Personal information
- Full name: Manuel Reinaldo Bilches
- Date of birth: 25 May 1957 (age 69)
- Place of birth: Argentina
- Position: Forward

Senior career*
- Years: Team / Apps / (Gls)
- 1974: Hamilton-Italo Canadians

Managerial career
- 1990: America United
- 1993: Windsor Wheels
- 1999–2001: Belize
- 2006: PSM Makassar
- 2011–2012: Curaçao

= Manuel Bilches =

Argentine footballer and manager

Manuel Bilches (born 25 May 1957) is an Argentine football manager and former player.

== Playing career ==
Bilches began playing at the youth level with Mendoza. A forward, he had stints with Independiente Rivadavia, Huracán Las Heras, and Deportivo Goudge in his native Argentina. In 1972, he moved to Canada and had a trial with the Toronto Metros in the North American Soccer League. He began playing in the National Soccer League in 1974, where he played with Hamilton-Italo Canadians. After a season in Hamilton, he traveled to Western Canada to train with the Vancouver Whitecaps.

In 1977, he started playing in the Alberta Major Soccer League with Edmonton Victoria. Throughout the season, he was selected to the Edmonton Select team, which faced Eintracht Braunschweig. After the conclusion of the summer season, he played in the Edmonton Indoor Soccer League with Edmonton Croatia during the 1978 winter season. He trained with California Surf and played in several preseason matches the following season.

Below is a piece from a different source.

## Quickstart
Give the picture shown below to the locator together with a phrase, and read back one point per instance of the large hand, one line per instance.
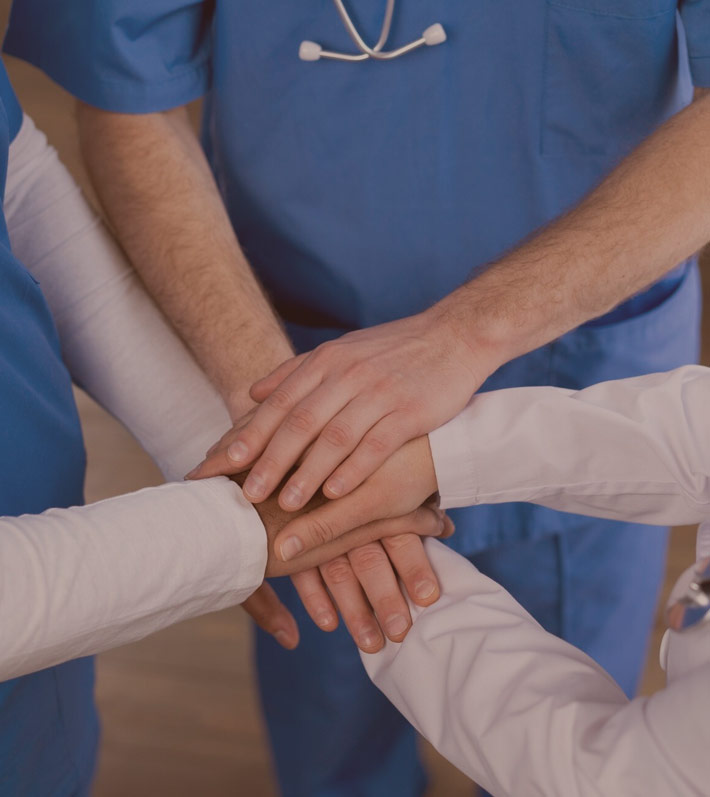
(355, 401)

In 1979, he resumed playing in the local Alberta soccer circuit with Northwest United. He re-signed with Northwest the following season.

== Managerial career ==
Bilches began transitioning to the managerial side by becoming the player-coach for Team Argentina in the 1978 Mini World Cup soccer tournament. In the winter of 1980, he served as the head coach for Edmonton Italo-Canadians in the Edmonton District Soccer Association's indoor league. In 1990, he returned to the province of Ontario to manage America United in the National Soccer League. He was the head coach for NSL rivals Scarborough International for the 1991 season. He continued coaching in the NSL in 1993 when he was hired by Windsor Wheels in the preseason. Unfortunately, his stint in Windsor was short-lived as he was dismissed after the arrival of new ownership.

The Ontario Soccer Association named Bilches as their under-15 provincial head coach in 1995. He began managing the Honduran side Atlético Independiente during the 1997–98 season. After his stint in Honduras, he managed at the international level in 1999 when he was named the head coach for the Belize national football team and managed the squad throughout the 1999 UNCAF Nations Cup. The Football Federation of Belize renewed his contract in late 1999 and also served as the head coach for the under-23 national team. Bilches received some criticism during his time with the national team as several players disagreed over his coaching style.

In 2005, he was named the technical director for Persipura Jayapura in the Liga Indonesia Premier Division, where the club claimed the championship title against Persija Jakarta. He would return to manage in Indonesia in late 2006, where he signed with PSM Makassar and extended his contract for the 2007 season. Unfortunately, he resigned from his position before the commencement of the 2007 season.

In 2011, he was named the head coach for Curaçao. Throughout his tenure with Curaçao, the team failed to advance past the group stage in the 2014 FIFA World Cup qualification.